「外交」についても、彼は何の経験も知識もない。トランプの外交無知は選挙期間中に大きな話題となったが、おそらく、多くのアメリカの若者が血を流したベトナムがどこにあるかもわからないのではないか。
トランプは「中国にアメリカ人の雇用を奪われている」と叫んで、「就任初日に、中国を為替操作国に認定するよう指示する」ことを打ち出している。さらに、45%もの輸入関税を課すと言及している。
「メキシコの資金負担でメキシコ国境に壁を作る」という馬鹿げた公約は実現不可能だろうが、そのメキシコ製品にも35%の輸入関税を課すと言っている。そうやって世界中を敵に回すのがトランプ流の「外交」だというから笑わせる。
新聞などではプーチンと良好な関係を築いているから米露関係が進展すると言っているが、私はそうは思わない。プーチンがこれまでやったことを見ればわかるが、彼は本質的に戦争したくて仕方がない男なのだ。ロシアが経済的に逼迫している今、プーチンが考えていることは「アメリカとの戦争」による一発逆転である。トランプとプーチンが“手を繋いで仲良し”になるはずがない。
不思議なのは、世界から孤立していこうとするトランプを、アメリカ国民が「レーガンの再来だ」などと持ち上げていることだ。世界でリーダーシップを発揮したレーガンとトランプは比べるべくもないが、私は、トランプを「レーガンの再来」と勘違いしてしまうことこそがアメリカの劣化の証拠だと考えている。
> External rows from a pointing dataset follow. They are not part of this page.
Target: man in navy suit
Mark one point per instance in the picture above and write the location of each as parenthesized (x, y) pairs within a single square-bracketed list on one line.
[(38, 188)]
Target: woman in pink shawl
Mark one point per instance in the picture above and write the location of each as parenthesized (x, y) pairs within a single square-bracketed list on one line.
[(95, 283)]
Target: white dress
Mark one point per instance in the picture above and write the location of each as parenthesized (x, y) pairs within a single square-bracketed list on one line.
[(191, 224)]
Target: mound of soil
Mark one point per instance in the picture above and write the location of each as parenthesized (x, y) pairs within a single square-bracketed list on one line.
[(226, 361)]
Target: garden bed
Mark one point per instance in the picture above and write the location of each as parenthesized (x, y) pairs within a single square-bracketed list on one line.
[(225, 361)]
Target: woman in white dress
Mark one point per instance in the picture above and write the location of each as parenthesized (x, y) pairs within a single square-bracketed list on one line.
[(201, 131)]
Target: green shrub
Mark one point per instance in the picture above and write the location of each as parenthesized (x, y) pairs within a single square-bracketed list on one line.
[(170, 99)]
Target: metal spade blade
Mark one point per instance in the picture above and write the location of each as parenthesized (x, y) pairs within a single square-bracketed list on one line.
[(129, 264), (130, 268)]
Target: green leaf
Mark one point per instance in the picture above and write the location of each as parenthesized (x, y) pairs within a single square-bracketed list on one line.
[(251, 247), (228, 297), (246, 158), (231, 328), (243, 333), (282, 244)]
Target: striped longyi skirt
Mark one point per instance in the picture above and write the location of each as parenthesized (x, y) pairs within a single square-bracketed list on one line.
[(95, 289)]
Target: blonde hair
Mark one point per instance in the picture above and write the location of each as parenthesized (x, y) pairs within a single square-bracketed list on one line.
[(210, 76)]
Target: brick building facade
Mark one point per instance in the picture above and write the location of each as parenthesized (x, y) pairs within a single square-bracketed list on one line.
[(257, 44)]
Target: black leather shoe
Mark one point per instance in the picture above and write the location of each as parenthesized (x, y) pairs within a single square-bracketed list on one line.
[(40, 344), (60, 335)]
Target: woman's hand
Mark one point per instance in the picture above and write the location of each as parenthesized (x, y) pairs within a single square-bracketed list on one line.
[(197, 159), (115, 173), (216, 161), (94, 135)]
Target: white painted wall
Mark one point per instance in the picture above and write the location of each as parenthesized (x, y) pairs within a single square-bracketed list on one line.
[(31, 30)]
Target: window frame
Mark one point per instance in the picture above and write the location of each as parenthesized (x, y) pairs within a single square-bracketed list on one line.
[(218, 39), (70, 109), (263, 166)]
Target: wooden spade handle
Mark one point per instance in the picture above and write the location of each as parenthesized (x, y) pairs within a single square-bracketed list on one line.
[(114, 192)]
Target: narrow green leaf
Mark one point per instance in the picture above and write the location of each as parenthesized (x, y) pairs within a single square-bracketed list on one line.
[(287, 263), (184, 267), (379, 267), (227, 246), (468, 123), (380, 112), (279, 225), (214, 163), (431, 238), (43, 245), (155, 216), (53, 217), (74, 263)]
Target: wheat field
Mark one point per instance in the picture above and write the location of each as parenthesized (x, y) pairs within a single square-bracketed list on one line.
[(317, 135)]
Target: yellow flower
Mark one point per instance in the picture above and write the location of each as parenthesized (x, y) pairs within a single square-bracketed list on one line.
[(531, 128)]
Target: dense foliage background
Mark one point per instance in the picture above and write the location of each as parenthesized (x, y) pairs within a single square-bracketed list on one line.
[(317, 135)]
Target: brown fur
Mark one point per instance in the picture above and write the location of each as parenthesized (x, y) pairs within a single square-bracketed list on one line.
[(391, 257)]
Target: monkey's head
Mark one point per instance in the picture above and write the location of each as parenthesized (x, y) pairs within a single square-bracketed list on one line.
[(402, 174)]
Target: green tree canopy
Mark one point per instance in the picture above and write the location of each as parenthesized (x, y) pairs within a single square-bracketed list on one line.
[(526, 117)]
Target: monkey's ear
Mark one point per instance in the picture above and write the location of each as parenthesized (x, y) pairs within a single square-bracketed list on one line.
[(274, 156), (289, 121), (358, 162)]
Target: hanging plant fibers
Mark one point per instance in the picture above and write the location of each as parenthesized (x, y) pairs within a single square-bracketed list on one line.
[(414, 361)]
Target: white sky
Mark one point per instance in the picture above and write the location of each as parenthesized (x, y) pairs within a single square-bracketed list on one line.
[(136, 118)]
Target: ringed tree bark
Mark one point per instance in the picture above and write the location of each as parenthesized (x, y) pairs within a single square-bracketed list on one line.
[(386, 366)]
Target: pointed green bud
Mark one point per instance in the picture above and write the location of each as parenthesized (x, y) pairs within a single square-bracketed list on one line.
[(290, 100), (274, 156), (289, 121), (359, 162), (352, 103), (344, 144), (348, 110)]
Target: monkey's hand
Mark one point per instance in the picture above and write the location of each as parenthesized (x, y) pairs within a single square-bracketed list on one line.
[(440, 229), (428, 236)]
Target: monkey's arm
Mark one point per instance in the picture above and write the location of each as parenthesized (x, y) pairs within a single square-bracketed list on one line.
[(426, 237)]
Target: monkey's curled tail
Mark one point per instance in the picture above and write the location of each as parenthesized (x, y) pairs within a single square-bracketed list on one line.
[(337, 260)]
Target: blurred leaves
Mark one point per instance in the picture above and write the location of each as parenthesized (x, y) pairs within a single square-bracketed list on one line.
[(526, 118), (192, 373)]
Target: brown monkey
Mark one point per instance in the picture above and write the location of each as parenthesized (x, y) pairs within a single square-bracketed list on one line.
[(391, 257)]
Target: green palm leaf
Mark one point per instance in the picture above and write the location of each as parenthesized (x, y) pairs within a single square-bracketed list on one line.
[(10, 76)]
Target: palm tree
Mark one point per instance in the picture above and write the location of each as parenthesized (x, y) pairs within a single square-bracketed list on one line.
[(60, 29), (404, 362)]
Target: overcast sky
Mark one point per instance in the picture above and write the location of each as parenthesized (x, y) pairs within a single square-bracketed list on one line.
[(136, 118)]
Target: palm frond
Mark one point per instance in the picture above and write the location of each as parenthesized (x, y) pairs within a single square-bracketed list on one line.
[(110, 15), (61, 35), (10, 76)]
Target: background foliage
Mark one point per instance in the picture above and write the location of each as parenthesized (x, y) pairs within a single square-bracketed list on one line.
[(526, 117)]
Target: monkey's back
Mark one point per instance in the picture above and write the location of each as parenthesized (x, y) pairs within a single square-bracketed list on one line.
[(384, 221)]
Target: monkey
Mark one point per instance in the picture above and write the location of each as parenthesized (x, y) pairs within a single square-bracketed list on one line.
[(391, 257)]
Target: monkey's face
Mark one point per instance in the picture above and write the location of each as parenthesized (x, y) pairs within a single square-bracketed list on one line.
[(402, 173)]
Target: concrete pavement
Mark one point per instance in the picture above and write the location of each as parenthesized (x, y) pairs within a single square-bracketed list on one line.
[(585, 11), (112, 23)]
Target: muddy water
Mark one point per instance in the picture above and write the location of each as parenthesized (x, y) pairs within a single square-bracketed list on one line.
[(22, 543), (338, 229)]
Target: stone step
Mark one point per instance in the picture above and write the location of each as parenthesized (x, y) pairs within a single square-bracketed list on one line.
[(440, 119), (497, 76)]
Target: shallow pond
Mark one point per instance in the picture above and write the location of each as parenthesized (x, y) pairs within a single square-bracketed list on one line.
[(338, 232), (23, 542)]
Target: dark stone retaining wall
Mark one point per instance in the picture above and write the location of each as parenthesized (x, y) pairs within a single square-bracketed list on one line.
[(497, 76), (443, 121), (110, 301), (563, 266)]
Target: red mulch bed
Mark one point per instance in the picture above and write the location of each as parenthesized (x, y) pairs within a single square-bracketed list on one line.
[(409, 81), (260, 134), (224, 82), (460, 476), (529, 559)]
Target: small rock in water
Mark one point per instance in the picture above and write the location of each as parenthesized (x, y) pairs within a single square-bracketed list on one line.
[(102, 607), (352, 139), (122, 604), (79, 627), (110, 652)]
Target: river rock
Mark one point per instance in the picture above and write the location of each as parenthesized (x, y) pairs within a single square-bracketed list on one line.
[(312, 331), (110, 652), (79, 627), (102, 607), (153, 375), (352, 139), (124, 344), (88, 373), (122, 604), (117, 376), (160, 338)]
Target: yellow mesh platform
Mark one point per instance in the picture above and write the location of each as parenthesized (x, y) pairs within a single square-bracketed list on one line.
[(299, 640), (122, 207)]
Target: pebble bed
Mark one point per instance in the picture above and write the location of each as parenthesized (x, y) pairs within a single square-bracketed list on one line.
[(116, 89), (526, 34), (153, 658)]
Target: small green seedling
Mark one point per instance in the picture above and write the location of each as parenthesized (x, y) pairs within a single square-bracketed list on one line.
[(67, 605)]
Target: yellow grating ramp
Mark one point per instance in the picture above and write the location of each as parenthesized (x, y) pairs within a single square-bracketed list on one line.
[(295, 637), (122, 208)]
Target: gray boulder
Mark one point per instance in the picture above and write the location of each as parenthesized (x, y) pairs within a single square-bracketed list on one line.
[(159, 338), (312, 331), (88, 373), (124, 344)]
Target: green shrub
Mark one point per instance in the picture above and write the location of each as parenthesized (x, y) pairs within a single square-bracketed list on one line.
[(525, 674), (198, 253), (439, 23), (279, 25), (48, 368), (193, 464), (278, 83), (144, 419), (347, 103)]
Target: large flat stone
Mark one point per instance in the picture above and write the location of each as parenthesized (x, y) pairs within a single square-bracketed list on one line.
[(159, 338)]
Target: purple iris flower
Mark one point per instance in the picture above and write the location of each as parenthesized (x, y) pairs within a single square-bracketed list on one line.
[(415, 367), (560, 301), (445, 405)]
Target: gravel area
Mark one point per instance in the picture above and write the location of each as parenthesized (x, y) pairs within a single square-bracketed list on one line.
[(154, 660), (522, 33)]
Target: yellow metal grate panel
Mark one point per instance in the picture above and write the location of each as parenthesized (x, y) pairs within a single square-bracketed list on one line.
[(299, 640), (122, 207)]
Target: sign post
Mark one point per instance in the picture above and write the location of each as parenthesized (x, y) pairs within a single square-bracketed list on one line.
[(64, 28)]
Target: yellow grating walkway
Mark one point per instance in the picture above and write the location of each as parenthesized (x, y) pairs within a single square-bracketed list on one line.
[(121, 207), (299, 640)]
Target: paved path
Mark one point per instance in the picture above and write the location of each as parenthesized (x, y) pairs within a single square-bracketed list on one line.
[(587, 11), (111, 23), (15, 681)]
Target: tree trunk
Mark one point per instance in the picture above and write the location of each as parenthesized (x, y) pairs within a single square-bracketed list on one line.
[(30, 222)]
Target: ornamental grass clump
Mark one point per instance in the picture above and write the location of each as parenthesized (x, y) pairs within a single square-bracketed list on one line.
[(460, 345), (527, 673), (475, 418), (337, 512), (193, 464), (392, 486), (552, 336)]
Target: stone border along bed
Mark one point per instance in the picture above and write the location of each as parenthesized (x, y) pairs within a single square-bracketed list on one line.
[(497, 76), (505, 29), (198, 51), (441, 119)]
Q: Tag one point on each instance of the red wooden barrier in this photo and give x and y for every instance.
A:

強く美しかったケネディの時代のアメリカは、国民もみな素養があり、世界をリードするのはアメリカなのだという自負を持っていた。しかしいまや格差が広がり、麻薬が社会の隅々にまで蔓延し、「アメリカが世界を引っ張っていく」という意識などなくなってしまっている。だから、「自分たちさえよければいい」というトランプに拍手喝采してしまうのだ。